Für Franz Pytlik rückt das wichtigste Volksfest des Jahres plötzlich in den Hintergrund. Ein unsichtbarer Gegner fordert den Kronacher Ermittler heraus. Nachdem der Hauptkommissar dem Unbekannten zunächst keine Bedeutung beimisst, macht dieser schnell seine brutale Entschlossenheit deutlich. Für Pytlik beginnen höllische Tage.

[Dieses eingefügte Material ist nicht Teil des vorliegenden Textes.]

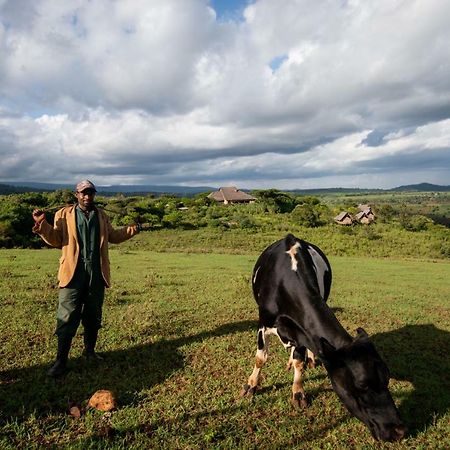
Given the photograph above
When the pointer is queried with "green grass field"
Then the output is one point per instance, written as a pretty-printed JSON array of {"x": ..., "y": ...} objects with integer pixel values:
[{"x": 179, "y": 340}]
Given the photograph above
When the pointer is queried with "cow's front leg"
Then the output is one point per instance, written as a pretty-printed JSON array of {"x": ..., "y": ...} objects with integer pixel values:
[
  {"x": 261, "y": 357},
  {"x": 296, "y": 359},
  {"x": 310, "y": 359}
]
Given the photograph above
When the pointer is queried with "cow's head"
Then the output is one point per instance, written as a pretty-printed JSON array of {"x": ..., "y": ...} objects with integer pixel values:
[{"x": 359, "y": 377}]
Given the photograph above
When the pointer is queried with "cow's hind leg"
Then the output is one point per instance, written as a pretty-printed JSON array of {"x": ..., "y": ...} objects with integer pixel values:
[
  {"x": 296, "y": 360},
  {"x": 261, "y": 358}
]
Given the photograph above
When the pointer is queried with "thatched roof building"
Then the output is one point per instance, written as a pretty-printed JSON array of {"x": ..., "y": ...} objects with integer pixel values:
[{"x": 231, "y": 194}]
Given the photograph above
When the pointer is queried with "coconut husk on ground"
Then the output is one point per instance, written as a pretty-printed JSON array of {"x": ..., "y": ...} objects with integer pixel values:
[{"x": 103, "y": 400}]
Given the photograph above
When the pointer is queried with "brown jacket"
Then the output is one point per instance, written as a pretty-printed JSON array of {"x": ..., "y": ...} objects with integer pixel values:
[{"x": 63, "y": 235}]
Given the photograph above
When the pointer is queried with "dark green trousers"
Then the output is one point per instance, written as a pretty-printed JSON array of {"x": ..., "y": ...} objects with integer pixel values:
[{"x": 81, "y": 301}]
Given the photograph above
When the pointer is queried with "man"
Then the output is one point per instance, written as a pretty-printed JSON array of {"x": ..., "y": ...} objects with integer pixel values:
[{"x": 82, "y": 232}]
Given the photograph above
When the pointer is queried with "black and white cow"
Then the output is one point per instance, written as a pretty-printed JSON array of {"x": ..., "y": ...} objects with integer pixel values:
[{"x": 291, "y": 283}]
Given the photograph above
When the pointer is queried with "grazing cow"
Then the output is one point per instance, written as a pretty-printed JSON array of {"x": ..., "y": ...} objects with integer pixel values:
[{"x": 291, "y": 283}]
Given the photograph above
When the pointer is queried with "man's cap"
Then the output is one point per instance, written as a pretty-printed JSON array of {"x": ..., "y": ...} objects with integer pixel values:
[{"x": 85, "y": 184}]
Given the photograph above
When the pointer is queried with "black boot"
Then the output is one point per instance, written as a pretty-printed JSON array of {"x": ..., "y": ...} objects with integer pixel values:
[
  {"x": 90, "y": 339},
  {"x": 59, "y": 367}
]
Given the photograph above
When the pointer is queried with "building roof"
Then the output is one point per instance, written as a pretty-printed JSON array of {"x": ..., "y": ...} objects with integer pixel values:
[{"x": 230, "y": 194}]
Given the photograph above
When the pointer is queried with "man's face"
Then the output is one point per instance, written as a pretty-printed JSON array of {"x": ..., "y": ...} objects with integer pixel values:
[{"x": 86, "y": 199}]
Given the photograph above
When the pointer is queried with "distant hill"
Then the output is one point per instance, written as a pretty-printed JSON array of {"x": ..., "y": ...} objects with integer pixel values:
[
  {"x": 187, "y": 191},
  {"x": 25, "y": 186}
]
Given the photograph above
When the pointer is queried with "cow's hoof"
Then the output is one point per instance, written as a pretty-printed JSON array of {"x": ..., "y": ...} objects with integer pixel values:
[
  {"x": 248, "y": 391},
  {"x": 298, "y": 401}
]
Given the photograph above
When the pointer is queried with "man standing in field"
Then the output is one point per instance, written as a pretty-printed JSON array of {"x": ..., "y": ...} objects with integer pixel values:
[{"x": 82, "y": 232}]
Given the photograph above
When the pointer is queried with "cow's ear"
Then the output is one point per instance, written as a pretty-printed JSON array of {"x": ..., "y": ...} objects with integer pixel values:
[
  {"x": 360, "y": 333},
  {"x": 288, "y": 329},
  {"x": 326, "y": 350}
]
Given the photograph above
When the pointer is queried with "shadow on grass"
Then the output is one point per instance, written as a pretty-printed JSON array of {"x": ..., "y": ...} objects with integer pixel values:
[
  {"x": 419, "y": 354},
  {"x": 27, "y": 391}
]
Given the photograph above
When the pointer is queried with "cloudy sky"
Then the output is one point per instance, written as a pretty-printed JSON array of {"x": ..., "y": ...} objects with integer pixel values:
[{"x": 259, "y": 94}]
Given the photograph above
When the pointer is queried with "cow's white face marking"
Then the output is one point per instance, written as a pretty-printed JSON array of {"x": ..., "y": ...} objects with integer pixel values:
[{"x": 292, "y": 252}]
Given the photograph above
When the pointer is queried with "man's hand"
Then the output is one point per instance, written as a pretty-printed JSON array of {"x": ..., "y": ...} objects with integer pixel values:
[{"x": 38, "y": 216}]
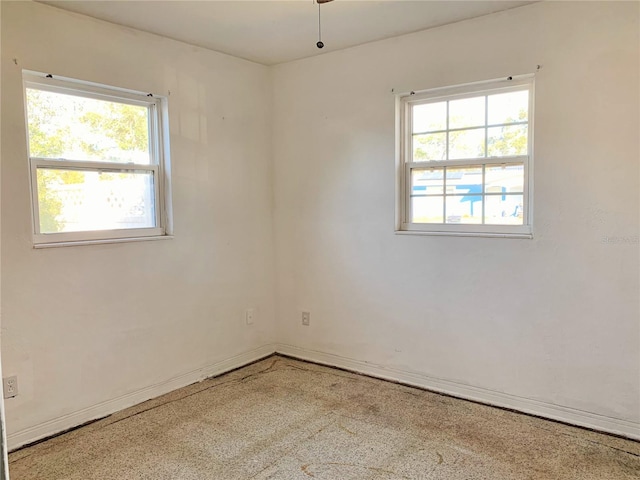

Freitag, 15. August 2003, 8:45 Uhr
Der klebrige Schweißfilm auf seinem Körper war ihm zuwider, das dünne Bettlaken am Fußende hatte er die ganze Nacht nicht gebraucht. Die erbarmungslose Hitze, die schon wochenlang das Land und die Bewohner lähmte, ging ihrem Höhepunkt entgegen. Nicht einmal jetzt konnte Pytlik die Gedanken an diesen infernalen Sommer und die Ereignisse der letzten Tage ruhen lassen. Nicht einmal jetzt, als er - die Hände hinter seinem Kopf im Kissen vergraben - knapp oberhalb seiner Bauchkante diesen makellosen Körper in die Dusche flanieren sah. Ein Körper, den er so nicht erwartet, ja nicht einmal erhofft hatte. Weil er bisher immer nur seine Gedanken hatte spielen lassen, jedes Mal, wenn sie ihm mit ihrer korrekt-eisigen, aber auch faszinierenden und betörenden Art gegenüberstand und sein lautloses - weil sinnloses - Werben um einen gemeinsamen Abend ignoriert hatte. Da verschwand sie und nur wenige Augenblicke später, als der Hauptkommissar das sanfte Plätschern der Wassertropfen hörte, spürte er schon wieder die Sehnsucht nach diesen wilden Bewegungen und diesem weichen Fleisch, das ihm in den vergangenen Stunden nie dagewesene Glücksmomente beschert hatte. Pytlik konnte sich nicht daran erinnern, jemals so guten Sex gehabt zu haben. Was war das, fragte er sich, legte den Kopf zur Seite und setzte seine Gedanken fort. Was sollte das werden? Er hatte nicht gedacht, dass die gemeinsame "Bierprobe" auf dem Kronacher Freischießen so enden würde. Gut, dass er den Tag freigenommen hatte. Im nächsten Augenblick schlief er wieder ein.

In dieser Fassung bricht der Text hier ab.